As the legislative season for most states winds to a close, Texas, Tennessee and Illinois passed new state legislation aimed at restricting the use of unmanned aircraft (‘drones’) within their respective states.
On May 28th, the Texas State Legislature passed and sent to the Governor House Bill 912 which makes it an offense to use an unmanned aircraft to capture the image of an individual or privately owned real property with “the intent to conduct surveillance”. The bill also makes it unlawful to possess or distribute an image that was captured in violation of this law. Once signed by the Governor, the new law goes into effect September 1, 2013.
On May 20th, Governor Bill Haslam signed the Tennessee “Freedom from Unwarranted Surveillance Act”. This new law defines the term ‘Drone’ and prohibits law enforcement agencies within the state from using drones to gather evidence or other information except under explicit circumstances specified in the law. Tennessee’s Freedom from Unwarranted Surveillance Act goes into effect July 1, 2013.

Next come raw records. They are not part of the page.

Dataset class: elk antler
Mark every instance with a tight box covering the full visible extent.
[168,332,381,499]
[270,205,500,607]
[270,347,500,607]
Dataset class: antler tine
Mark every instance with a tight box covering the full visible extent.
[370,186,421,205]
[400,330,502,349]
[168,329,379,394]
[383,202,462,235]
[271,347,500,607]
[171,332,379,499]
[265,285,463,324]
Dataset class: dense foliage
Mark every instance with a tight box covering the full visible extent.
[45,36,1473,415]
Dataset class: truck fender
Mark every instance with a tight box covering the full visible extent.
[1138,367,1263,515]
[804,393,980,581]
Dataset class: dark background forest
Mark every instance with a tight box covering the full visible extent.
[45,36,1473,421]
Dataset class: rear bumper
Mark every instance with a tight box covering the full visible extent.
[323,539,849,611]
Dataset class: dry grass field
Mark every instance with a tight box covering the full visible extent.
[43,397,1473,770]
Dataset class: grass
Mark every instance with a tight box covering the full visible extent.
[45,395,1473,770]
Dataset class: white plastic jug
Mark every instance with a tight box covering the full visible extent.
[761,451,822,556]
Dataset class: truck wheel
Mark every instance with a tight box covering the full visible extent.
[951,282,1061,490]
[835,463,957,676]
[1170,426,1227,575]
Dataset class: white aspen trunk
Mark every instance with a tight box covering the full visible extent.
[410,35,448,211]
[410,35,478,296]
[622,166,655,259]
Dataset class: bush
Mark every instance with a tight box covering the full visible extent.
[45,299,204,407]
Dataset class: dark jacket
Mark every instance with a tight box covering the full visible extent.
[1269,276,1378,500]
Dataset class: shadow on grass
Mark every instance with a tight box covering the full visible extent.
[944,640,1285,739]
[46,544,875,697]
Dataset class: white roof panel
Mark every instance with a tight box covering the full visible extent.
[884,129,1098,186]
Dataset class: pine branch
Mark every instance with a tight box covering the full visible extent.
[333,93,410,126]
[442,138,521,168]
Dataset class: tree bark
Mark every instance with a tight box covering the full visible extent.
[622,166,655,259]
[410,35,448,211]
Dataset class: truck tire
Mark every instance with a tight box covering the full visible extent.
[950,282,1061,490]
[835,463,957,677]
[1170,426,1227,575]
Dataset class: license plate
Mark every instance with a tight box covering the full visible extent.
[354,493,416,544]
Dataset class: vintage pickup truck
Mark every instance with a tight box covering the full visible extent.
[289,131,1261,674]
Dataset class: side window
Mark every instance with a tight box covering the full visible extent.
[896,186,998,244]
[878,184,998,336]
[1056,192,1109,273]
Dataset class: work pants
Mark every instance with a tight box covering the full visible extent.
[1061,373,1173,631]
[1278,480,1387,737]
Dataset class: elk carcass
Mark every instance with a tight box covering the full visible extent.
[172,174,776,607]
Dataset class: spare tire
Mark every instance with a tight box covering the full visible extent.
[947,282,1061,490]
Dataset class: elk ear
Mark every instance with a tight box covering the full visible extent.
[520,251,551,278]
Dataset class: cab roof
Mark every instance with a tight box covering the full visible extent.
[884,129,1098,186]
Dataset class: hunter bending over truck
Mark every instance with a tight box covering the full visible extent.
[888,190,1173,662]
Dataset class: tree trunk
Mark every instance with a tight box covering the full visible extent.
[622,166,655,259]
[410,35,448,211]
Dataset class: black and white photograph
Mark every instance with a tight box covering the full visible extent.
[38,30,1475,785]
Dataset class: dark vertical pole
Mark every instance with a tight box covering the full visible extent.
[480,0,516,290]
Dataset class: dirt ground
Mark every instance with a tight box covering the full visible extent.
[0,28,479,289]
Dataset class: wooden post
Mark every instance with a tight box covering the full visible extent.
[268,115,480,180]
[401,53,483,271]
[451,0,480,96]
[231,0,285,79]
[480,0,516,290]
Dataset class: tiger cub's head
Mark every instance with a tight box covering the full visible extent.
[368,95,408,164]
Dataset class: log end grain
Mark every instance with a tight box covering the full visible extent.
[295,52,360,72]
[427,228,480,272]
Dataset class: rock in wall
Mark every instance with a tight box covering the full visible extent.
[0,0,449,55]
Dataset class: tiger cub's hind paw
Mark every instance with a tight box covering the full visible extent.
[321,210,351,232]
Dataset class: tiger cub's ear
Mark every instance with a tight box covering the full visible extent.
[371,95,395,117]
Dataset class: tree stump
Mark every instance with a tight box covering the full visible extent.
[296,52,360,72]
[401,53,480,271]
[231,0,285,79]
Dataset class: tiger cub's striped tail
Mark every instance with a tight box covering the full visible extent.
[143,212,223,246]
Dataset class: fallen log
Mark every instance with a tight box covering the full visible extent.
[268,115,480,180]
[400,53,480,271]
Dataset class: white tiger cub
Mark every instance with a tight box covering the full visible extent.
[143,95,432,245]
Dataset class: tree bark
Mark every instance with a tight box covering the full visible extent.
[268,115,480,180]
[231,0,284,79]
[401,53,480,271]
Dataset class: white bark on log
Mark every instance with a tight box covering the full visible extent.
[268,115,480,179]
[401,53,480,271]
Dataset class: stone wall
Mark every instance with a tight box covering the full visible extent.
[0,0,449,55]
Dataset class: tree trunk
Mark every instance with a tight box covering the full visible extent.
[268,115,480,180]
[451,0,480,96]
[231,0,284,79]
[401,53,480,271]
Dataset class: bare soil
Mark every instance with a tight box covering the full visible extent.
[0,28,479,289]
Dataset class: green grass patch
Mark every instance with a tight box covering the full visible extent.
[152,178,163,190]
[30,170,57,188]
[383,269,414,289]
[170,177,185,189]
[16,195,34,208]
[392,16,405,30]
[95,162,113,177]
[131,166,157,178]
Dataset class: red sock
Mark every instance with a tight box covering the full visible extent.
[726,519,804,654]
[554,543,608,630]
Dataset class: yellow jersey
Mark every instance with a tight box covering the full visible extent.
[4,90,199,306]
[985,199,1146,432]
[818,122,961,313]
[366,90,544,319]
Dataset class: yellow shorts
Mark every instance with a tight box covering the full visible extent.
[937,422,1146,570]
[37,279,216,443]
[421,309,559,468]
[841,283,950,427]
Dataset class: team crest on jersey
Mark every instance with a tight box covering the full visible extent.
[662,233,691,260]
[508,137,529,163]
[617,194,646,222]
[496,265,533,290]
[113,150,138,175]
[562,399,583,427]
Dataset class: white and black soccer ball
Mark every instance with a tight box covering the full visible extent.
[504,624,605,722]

The Illinois General Assembly passed two separate bills relating to the use of ‘drones’. House Bill 1652 changes the state’s Fish and Aquatic Life Code by making it illegal to use a ‘drone’ in a “way that interferes with another person’s lawful taking of wildlife or aquatic life”. And similar to Tennessee’s ‘drone’ legislation, except as specified in the law, Illinois’ “Freedom from Drone Surveillance Act” (SB1587) prohibits law enforcement from using drones to gather information.